Let's plot the above on a bar plot:

In [None]:
# Bar plot to find the product sold in the highest quantity

fig, ax = plt.subplots()

product = highest_sold_prod.index
qty_sold = highest_sold_prod

ax.bar(product, qty_sold)

ax.set_title('Product Quantity Sold')
ax.set_xlabel('Products')
ax.set_ylabel('Quantity Sold')

# To rotate x-axis tick-labels
plt.xticks(rotation=90)

# Increase figure size
fig.set_size_inches(10, 8)

plt.tight_layout()

### Answer 5a: The product sold in the highest quantity is: 'AAA Batteries (4-pack)'

***

## Question 5b: Why do you think the product from Answer 5a had the highest quantity sold?

It could be that 'AAA Batteries (4-pack)' sold in the highest quanity because they are one of the cheapest products.

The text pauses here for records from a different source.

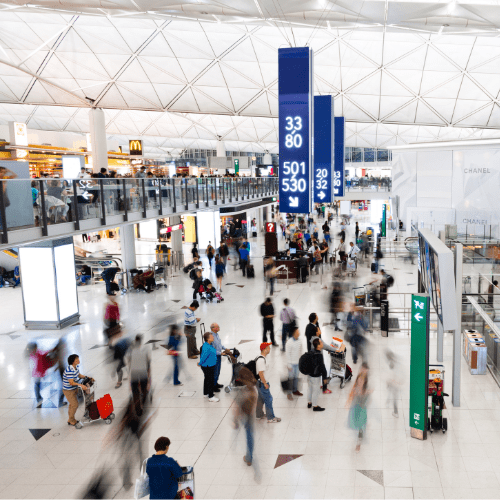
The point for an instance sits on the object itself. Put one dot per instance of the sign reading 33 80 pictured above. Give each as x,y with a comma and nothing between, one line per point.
295,129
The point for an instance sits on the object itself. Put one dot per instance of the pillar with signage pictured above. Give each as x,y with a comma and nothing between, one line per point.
419,365
48,281
296,128
339,165
98,139
323,148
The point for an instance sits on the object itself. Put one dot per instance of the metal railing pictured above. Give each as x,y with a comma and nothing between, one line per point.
45,203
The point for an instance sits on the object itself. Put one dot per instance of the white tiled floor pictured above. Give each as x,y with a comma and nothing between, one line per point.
464,463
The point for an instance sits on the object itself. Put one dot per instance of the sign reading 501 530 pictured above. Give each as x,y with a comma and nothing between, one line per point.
295,129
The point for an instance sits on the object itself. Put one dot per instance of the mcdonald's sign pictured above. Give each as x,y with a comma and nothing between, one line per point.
135,147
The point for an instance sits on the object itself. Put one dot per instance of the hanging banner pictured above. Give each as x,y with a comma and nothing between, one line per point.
339,165
323,148
419,365
295,129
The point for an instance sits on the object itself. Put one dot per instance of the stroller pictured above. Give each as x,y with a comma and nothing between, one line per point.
235,359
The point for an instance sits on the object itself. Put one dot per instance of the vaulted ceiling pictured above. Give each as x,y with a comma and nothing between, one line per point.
183,74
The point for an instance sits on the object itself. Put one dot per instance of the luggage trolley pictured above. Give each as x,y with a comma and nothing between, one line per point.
338,366
102,409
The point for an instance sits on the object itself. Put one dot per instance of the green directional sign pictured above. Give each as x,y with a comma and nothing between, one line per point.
419,365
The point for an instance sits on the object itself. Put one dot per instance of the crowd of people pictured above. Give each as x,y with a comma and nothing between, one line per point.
308,354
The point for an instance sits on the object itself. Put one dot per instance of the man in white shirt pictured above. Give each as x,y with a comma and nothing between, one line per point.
265,397
293,353
353,251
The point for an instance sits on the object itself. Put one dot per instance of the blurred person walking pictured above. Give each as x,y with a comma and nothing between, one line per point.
244,411
265,396
357,403
317,374
220,351
190,329
173,351
289,320
40,363
71,377
164,472
293,353
140,372
220,270
267,313
208,361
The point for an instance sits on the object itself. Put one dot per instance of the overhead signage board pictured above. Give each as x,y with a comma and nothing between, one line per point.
296,126
339,165
323,148
135,147
419,365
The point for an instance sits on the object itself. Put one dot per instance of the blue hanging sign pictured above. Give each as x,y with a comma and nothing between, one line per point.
323,148
295,129
339,165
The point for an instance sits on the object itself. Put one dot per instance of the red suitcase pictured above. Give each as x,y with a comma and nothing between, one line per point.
105,406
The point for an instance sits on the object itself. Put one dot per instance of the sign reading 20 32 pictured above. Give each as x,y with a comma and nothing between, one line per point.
295,128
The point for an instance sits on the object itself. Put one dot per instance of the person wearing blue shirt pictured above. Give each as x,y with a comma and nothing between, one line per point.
244,253
208,361
163,472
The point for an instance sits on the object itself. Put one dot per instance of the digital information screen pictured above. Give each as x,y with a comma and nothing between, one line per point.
323,148
339,166
295,129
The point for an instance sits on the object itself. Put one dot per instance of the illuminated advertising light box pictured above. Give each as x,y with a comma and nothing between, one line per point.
48,281
295,66
323,148
339,162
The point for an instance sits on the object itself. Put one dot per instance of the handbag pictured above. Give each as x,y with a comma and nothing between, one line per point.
142,483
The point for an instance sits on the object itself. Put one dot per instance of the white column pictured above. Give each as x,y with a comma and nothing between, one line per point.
127,239
98,139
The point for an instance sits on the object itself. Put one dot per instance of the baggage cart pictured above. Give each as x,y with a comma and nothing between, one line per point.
89,399
338,366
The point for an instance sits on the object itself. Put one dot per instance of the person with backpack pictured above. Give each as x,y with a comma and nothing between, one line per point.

Let's test this hypothesis by **visualizing product quantities sold against their prices**, and see if there is a correlation between the two.

So, since we are trying to see the correlation between two variables (Product quantity sold & price), we might want to use a **scatter plot**.'

In [None]:
highest_sold_prod

In [None]:
product_prices = product_grp['Price Each'].mean().sort_values(ascending=False)
product_prices

In [None]:
df_price_corr = pd.concat([highest_sold_prod, product_prices], axis='columns')
df_price_corr

In [None]:
# Scatter plot to find correlation between product quantity sold and product price

fig, ax = plt.subplots()

qty_sold = df_price_corr['Quantity Ordered']
price = df_price_corr['Price Each']

labels = df_price_corr.index

ax.scatter(price, qty_sold, s=50, c='lightblue', edgecolor='black', linewidth=1, alpha=0.75)

ax.set_title('Product Quantity Sold vs Product Price')
ax.set_xlabel('Product Price')
ax.set_ylabel('Product Quantity Sold')

# Increase figure size
fig.set_size_inches(12, 6)

plt.tight_layout()

<p style="color:blue";> LEARNING POINT </p>

We could **annotate the points in scatter plot above with the product names** using `enumerate(<labels>)` and `ax.annotate(<text>, <x>, <y>)` 

In [None]:
# Scatter plot to find correlation between product quantity sold and product price with annotations

fig, ax = plt.subplots()

qty_sold = df_price_corr['Quantity Ordered']
price = df_price_corr['Price Each']

labels = df_price_corr.index

ax.scatter(price, qty_sold, s=50, c='lightblue', edgecolor='black', linewidth=1, alpha=0.75)

ax.set_title('Product Quantity Sold vs Product Price')
ax.set_xlabel('Product Price')
ax.set_ylabel('Product Quantity Sold')

# Annotate the points with product names
for i, txt in enumerate(labels):
    ax.annotate(txt, (price[i], qty_sold[i]))

# Increase figure size
fig.set_size_inches(12, 6)

plt.tight_layout()

### Answer 5b: Based on the scatter plot above, there is a *correlation* between product price and quantity sold. However, *correlation does NOT mean causation*.